Dia menatap Dewa Api yang masih bertarung dengan Azura yang beberapa kali berlari ke arah mereka dan hendak menyerang mereka menggunakan sihir air nya. Tetapi, dengan cepat Dewa Api menghentikan serangan Azura. Dari jarak ini, dia bisa melihat kobaran api yang besar serta gelombang air bagaikan ombak besar di pantai. Pertarungan yang mungkin tidak bisa di menangkan oleh api karena api akan mati jika terkena air.
"Apa…Dewa Api akan baik-baik saja bertarung sendirian dengan wanita itu?" tanya Near kepada Winter yang langsung menolehkan kepalanya ke arah pemuda 18 tahun yang duduk dengan kaku.
"Dia seorang dewa, jadi, dia pasti baik-baik saja" ucap Winter sambil memperhatikan sebuah ledakan besar yang ada di pinggir danau.
"KALIAN AKAN MATI! KALIAN INGAT ITU! PARA PENGKHIANAT MENJIJIKKAN ITU TIDAK AKAN PERNAH BISA MELINDUNGI KALIAN! KALIAN TIDAK AKAN PERNAH BISA MEMETIK BUNGA ITU! TERUTAMA KAU NEAR! TUNGGU SAJA! AKU AKAN MEMBUNUHMU!"

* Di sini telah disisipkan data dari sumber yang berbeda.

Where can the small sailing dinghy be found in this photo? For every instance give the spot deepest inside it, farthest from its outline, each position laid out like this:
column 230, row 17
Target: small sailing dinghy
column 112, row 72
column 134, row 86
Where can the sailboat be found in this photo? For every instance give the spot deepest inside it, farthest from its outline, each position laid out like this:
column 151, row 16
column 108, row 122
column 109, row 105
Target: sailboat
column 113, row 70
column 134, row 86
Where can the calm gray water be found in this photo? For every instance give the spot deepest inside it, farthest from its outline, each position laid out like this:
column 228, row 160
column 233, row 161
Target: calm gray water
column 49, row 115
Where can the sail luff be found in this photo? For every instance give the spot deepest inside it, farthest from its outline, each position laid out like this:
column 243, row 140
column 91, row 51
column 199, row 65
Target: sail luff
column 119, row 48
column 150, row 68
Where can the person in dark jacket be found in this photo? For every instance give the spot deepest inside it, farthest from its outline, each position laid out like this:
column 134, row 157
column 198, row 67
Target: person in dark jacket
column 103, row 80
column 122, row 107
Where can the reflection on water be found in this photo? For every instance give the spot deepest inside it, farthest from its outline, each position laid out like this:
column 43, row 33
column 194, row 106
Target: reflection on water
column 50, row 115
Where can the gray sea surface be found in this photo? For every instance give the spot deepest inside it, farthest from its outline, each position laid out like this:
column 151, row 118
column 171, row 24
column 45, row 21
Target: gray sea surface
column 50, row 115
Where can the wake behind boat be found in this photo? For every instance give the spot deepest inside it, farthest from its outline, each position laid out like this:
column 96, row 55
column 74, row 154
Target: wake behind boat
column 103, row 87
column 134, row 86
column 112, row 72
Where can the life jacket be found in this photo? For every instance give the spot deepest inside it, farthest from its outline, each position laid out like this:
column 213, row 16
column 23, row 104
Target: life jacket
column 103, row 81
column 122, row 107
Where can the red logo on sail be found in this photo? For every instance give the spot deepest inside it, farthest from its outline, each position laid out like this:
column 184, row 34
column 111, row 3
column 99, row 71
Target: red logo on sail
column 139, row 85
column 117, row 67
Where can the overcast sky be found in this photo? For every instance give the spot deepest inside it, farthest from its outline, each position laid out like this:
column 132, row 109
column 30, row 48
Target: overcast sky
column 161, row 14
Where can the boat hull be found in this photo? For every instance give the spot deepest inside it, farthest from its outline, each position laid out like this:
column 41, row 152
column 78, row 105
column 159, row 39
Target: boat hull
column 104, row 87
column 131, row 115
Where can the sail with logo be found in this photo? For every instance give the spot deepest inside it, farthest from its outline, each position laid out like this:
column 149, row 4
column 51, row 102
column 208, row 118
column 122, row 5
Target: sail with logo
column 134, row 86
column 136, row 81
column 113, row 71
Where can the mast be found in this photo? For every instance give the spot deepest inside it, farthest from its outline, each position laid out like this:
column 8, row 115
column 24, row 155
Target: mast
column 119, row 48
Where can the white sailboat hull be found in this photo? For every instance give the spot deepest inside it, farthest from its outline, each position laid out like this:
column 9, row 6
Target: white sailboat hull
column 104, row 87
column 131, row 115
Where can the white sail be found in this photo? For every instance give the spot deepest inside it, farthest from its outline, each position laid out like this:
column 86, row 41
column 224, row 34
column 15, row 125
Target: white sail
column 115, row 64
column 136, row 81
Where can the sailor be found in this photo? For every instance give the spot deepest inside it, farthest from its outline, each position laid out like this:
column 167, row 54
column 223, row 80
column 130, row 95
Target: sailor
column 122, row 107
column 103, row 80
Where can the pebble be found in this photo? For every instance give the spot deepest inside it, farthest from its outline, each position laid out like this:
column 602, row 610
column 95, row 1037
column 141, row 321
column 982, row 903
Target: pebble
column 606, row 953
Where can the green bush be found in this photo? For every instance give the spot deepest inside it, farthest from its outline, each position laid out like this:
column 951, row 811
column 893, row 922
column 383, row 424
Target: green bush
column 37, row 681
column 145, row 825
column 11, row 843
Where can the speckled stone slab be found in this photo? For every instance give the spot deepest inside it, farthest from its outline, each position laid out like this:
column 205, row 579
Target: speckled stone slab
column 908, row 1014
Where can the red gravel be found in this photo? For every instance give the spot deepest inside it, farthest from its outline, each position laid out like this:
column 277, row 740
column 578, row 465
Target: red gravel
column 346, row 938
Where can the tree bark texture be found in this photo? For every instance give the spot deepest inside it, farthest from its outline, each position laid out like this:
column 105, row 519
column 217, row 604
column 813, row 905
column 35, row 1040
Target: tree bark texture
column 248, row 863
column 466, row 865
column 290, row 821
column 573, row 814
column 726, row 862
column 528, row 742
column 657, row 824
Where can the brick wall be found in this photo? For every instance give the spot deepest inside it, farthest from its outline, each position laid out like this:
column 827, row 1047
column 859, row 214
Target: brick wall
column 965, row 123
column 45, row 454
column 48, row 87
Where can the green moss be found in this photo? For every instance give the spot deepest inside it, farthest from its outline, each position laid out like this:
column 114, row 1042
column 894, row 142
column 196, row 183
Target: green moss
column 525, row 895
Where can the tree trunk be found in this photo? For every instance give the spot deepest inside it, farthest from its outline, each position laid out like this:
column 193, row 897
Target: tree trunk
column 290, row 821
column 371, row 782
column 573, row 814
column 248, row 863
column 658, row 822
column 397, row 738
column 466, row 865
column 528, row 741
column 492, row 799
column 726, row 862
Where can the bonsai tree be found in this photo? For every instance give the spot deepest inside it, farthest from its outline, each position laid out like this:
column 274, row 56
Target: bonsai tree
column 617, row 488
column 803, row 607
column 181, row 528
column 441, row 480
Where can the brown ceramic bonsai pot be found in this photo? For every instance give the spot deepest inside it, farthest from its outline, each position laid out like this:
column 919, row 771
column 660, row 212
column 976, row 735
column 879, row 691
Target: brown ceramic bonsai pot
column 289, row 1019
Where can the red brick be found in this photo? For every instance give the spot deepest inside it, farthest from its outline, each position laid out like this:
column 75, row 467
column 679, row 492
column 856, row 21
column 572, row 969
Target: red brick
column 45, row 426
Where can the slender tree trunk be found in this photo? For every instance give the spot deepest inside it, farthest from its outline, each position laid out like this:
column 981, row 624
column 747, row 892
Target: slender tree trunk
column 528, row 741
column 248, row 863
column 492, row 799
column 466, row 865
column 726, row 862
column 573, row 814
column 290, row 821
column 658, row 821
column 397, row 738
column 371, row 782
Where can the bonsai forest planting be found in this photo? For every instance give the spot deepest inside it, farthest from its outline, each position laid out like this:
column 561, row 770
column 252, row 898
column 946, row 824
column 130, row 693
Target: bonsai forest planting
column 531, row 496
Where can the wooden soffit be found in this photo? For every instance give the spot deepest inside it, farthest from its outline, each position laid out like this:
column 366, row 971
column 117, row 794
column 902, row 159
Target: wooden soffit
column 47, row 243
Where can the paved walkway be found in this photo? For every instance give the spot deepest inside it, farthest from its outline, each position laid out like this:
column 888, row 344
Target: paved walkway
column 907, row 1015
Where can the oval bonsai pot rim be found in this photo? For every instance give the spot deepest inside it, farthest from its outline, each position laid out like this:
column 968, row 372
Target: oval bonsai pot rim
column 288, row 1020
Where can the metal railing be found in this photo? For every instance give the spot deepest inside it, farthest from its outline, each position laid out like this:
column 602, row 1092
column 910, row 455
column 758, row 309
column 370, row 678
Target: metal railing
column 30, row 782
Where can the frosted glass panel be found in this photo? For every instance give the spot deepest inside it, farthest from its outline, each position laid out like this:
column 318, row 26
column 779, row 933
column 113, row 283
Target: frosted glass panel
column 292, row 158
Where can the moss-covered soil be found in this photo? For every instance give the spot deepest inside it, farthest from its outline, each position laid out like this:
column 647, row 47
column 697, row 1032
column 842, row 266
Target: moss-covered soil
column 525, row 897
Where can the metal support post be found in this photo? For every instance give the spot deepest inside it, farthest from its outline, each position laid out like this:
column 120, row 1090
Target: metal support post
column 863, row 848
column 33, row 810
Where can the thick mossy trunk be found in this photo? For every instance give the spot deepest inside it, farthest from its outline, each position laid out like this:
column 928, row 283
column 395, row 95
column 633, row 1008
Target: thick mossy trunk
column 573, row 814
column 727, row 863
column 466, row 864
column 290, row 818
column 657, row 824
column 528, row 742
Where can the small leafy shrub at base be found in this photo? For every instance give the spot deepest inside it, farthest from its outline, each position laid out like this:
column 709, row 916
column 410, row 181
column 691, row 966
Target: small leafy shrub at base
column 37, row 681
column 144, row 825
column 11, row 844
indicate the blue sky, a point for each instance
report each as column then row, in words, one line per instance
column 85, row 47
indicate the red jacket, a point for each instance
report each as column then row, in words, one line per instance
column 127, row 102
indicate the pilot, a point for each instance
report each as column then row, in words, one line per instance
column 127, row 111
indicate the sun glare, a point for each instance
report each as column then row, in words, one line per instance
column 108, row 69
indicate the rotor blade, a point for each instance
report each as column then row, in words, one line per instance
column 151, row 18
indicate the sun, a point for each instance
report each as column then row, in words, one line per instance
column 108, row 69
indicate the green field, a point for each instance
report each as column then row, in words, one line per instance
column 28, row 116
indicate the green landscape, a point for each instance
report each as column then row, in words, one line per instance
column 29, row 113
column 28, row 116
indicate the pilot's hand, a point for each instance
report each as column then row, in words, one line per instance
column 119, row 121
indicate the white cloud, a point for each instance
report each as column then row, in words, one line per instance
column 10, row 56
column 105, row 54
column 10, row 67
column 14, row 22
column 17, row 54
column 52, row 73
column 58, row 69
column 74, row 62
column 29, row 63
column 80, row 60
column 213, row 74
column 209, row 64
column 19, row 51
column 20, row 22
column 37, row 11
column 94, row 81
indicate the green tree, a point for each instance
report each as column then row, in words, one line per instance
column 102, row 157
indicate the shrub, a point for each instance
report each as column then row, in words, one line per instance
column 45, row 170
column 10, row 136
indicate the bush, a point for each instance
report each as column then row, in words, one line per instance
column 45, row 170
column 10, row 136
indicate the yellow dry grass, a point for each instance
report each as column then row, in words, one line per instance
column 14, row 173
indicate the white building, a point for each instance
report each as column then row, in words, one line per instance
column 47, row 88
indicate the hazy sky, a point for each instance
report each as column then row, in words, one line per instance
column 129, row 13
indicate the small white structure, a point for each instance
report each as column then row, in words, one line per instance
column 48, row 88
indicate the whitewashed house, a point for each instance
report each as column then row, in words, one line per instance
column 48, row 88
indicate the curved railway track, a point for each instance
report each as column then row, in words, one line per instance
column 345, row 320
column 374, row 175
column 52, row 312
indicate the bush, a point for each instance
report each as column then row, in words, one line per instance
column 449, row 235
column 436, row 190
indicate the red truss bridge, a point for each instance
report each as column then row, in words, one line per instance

Seruan itu membuat keduanya terpaku. Mereka melihat Azura berada di pinggir dermaga dengan baju yang beberapa bagian terbakar karena terkena api milik Dewa Api. Tetapi, yang membuat mereka terpaku dan tidak bisa berkata apa-apa adalah ketika mereka melihat pedang besar itu menebas leher Azura sehingga kepala wanita itu terputus dari tubuhnya.
Winter melihat bagaimana api berkobar marah di sekitar tubuh Dewa Api sambil menatap dingin tubuh kaku Azura perlahan jatuh dan masuk ke dalam danau. Near tidak bergerak dari tempatnya ketika melihat sebuah bayangan besar mengerikan di bawah danau mulai mengoyak tubuh Azura dengan ganasnya.
Sepertinya, di balik danau yang indah ini, terdapat makhluk mengerikan yang sedang menunggu mereka terjatuh ke dalam air.